According to Professor McGuire: “It is simply not possible to predict earthquakes in the sense of saying a quake will happen on a particular fault on a particular date.”
Although, keeping track of certain faults that are known to move every so often can be a way to monitor quakes.
The earth sciences expert continued: “However, earthquakes on particular faults – or bits of faults – tend to happen with characteristic return periods that can vary from decades to centuries.
“So, if a fault normally ruptures to give an earthquake every fifty years or so, and there hasn’t been one for 70 years, then there is an elevated probability of one occurring and this probability can be calculated.”
Due to Alaska’s position on the explosive Ring of Fire, and it’s location making it one of the most tectonically active places on the planet, major quakes could “occur…at any time”.

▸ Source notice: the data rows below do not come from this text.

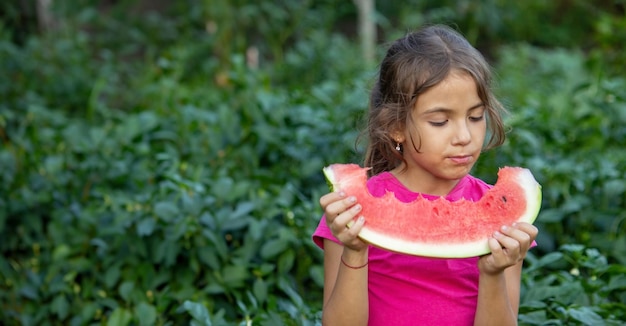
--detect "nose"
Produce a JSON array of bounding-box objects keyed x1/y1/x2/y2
[{"x1": 454, "y1": 122, "x2": 472, "y2": 145}]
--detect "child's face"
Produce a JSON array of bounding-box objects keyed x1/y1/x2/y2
[{"x1": 399, "y1": 72, "x2": 487, "y2": 190}]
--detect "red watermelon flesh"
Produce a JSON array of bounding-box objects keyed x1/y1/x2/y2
[{"x1": 324, "y1": 164, "x2": 541, "y2": 258}]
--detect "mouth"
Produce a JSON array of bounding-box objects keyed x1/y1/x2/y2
[{"x1": 448, "y1": 155, "x2": 474, "y2": 164}]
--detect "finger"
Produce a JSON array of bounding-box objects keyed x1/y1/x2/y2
[
  {"x1": 327, "y1": 204, "x2": 361, "y2": 232},
  {"x1": 513, "y1": 222, "x2": 539, "y2": 242},
  {"x1": 500, "y1": 226, "x2": 533, "y2": 250},
  {"x1": 324, "y1": 196, "x2": 356, "y2": 220},
  {"x1": 320, "y1": 191, "x2": 346, "y2": 209}
]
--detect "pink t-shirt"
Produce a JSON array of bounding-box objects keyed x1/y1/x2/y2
[{"x1": 313, "y1": 172, "x2": 491, "y2": 326}]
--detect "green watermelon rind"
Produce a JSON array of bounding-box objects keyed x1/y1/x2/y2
[{"x1": 323, "y1": 166, "x2": 541, "y2": 258}]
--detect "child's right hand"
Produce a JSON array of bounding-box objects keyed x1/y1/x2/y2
[{"x1": 320, "y1": 191, "x2": 367, "y2": 251}]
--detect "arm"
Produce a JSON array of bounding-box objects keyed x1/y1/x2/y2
[
  {"x1": 322, "y1": 240, "x2": 368, "y2": 325},
  {"x1": 320, "y1": 192, "x2": 369, "y2": 326},
  {"x1": 474, "y1": 223, "x2": 538, "y2": 325}
]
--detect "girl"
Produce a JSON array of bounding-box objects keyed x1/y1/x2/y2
[{"x1": 313, "y1": 26, "x2": 538, "y2": 326}]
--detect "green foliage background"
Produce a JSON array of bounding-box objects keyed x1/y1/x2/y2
[{"x1": 0, "y1": 0, "x2": 626, "y2": 325}]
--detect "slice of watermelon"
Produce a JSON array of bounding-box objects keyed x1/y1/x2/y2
[{"x1": 324, "y1": 164, "x2": 541, "y2": 258}]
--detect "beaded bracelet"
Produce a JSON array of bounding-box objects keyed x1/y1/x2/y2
[{"x1": 341, "y1": 257, "x2": 370, "y2": 269}]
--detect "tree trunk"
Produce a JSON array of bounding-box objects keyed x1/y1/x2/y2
[{"x1": 353, "y1": 0, "x2": 376, "y2": 65}]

One area of concern for scientists is “a quake in the so-called ‘Shumagin Gap’ where the Alaska Subduction Zone fault has not ruptured in living memory.”
Professor McGuire warns: “If this ruptures, the quake and resulting tsunami could be on a par with 1964 – or even worse.”
In March 1964 a huge magnitude 9.2 quake shook Alaska, triggering a tsunami and killing 139 people across three states.
This was the second largest earthquake ever to be recorded, the first being a magnitude 9.5 earthquake which rocked Chile in 1960.